In this case, with a bearish outlook for the short term, a call option should be sold. The call should decline in value if the stock declines and sellers of calls benefit from this decline.
Selling options can involve a great deal of risk. A spread options strategy can be used to limit the potential risk of the trade.
One strategy that traders can consider is the bear call spread. This is a trade that uses two calls with the same expiration date but different exercise prices.
Traders buy one call and sell another call. The exercise price of the call you sell will be below the exercise price of the long call. The call is sold to limit the risk of the trade. So, this strategy will always generate a credit when it is opened and will always have limited risk.
The risk profile of this trading strategy is summarized in the diagram below which shows the limited risk and reward.
Source: The Options Industry Council
While risks and rewards are limited, this strategy will allow traders to generate potential gains in a stock they might otherwise find too risky to trade. Many individuals ignore bearish strategies because of the risks.
You’ll know the maximum potential gain with this strategy as soon as it’s opened. It is equal to the amount of premium received when the trade is opened. The maximum loss is equal to the difference between the exercise price of the options contracts less the premium received and is also known.
Every day, we scan the markets looking for trades that carry low risk and high potential rewards. These trades are available almost every day and we share them with you as we find them. Now, it’s important to remember these are trading opportunities in volatile stocks.
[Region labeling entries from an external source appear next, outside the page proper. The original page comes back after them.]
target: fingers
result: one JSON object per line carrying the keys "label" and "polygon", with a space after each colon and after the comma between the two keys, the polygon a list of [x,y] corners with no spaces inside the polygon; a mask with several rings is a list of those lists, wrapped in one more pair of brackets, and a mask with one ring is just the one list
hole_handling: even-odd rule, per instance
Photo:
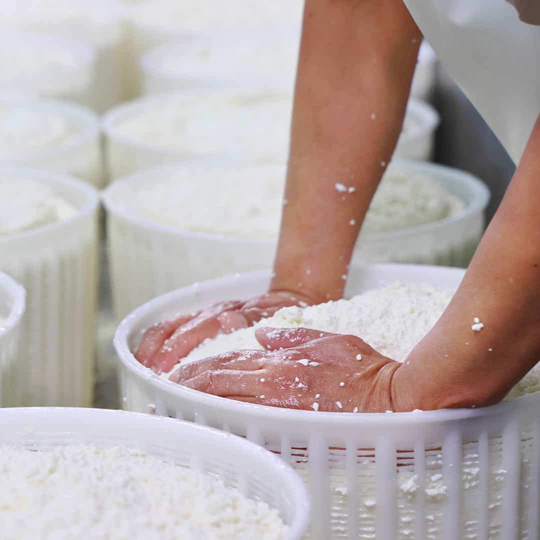
{"label": "fingers", "polygon": [[230,334],[240,328],[247,328],[248,326],[247,319],[238,311],[226,311],[218,318],[218,320],[225,334]]}
{"label": "fingers", "polygon": [[201,375],[205,372],[217,370],[244,370],[255,371],[264,367],[264,351],[237,350],[205,358],[195,362],[181,364],[169,377],[169,380],[183,384],[186,381]]}
{"label": "fingers", "polygon": [[239,309],[243,305],[236,301],[220,302],[178,328],[156,355],[152,369],[157,373],[170,371],[205,339],[217,335],[221,330],[218,318],[222,313]]}
{"label": "fingers", "polygon": [[261,382],[260,373],[237,369],[205,371],[183,383],[193,390],[221,397],[260,397],[269,392],[270,383]]}
{"label": "fingers", "polygon": [[308,328],[271,328],[262,327],[255,331],[257,341],[267,350],[300,347],[314,340],[336,335]]}
{"label": "fingers", "polygon": [[179,326],[191,321],[197,314],[181,315],[170,321],[165,321],[149,328],[143,336],[135,357],[143,366],[150,367],[156,353],[163,346],[173,332]]}

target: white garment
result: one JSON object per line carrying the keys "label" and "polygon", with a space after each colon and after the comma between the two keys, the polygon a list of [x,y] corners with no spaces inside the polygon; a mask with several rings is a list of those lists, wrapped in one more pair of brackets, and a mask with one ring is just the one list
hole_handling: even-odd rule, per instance
{"label": "white garment", "polygon": [[507,0],[404,0],[442,65],[517,164],[540,113],[540,26]]}

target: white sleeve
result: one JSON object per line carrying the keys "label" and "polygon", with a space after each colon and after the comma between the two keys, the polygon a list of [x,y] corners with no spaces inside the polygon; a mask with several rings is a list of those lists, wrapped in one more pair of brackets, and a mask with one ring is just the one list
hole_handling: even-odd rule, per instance
{"label": "white sleeve", "polygon": [[517,163],[540,113],[540,28],[521,22],[507,0],[404,1]]}

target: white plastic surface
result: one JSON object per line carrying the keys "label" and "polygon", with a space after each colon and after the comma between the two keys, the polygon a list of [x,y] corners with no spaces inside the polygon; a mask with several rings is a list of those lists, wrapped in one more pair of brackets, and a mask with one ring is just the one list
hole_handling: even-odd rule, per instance
{"label": "white plastic surface", "polygon": [[26,291],[21,352],[10,406],[92,404],[99,197],[87,184],[57,173],[0,168],[14,181],[43,182],[78,210],[64,221],[0,237],[0,271]]}
{"label": "white plastic surface", "polygon": [[[348,295],[401,279],[453,287],[463,271],[352,269]],[[306,480],[311,538],[538,538],[540,394],[484,409],[393,414],[316,413],[230,401],[166,381],[132,351],[144,330],[179,312],[266,290],[268,272],[164,295],[122,322],[114,345],[124,407],[217,427],[279,453]]]}
{"label": "white plastic surface", "polygon": [[24,289],[9,276],[0,272],[0,407],[11,383],[11,373],[19,352],[19,326],[24,313]]}
{"label": "white plastic surface", "polygon": [[93,103],[96,51],[54,36],[3,32],[0,92]]}
{"label": "white plastic surface", "polygon": [[[166,147],[156,142],[154,134],[159,125],[159,115],[167,110],[178,115],[172,139],[174,146],[170,140]],[[292,111],[291,94],[261,92],[260,89],[253,87],[191,88],[122,104],[103,119],[107,176],[112,180],[179,160],[285,164]],[[140,119],[136,134],[119,127],[133,119]],[[431,105],[411,99],[404,121],[406,129],[400,137],[394,157],[429,159],[438,122],[438,115]],[[170,125],[164,126],[159,133],[160,139],[173,131],[170,123],[169,119]]]}
{"label": "white plastic surface", "polygon": [[[13,112],[33,114],[39,125],[40,114],[66,123],[69,134],[53,147],[7,157],[0,148],[0,164],[22,165],[66,173],[100,187],[103,183],[99,121],[95,114],[75,104],[13,96],[0,96],[0,107]],[[15,132],[17,128],[14,129]]]}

When we find a potential opportunity, we evaluate it with real market data. But because the trades are volatile, the opportunities may differ by the time you read this. To help you evaluate the current opportunity, we show our math and explain the strategy.
A Bear Call Spread in VMW
For VMW, we could sell a July 19 $175 call for about $10.75 and buy a July 19 $180 call for about $8. This trade generates a credit of $2.75, which is the difference in the amount of premium for the call that is sold and the call.
Remember that each contract covers 100 shares, opening this position results in immediate income of $275. The credit received when the trade is opened, $275 in this case, is also the maximum potential profit on the trade.
The maximum risk on the trade is about $270. The risk can be found by subtracting the difference in the strike prices ($500 or $5.00 times 100 since each contract covers 100 shares) and then subtracting the premium received ($275).
This trade offers a potential return of about 101% of the amount risked for a holding period that is relatively brief. This is a significant return on the amount of money at risk. This trade delivers the maximum gain if VMW is below $45 when the options expire, a likely event given the stock’s trend.
Call spreads can be used to generate high returns on small amounts of capital several times a year, offering larger percentage gains for small investors willing to accept the risks of this strategy. Those risks, in dollar terms, are relatively small, about $270 for this trade in VMW.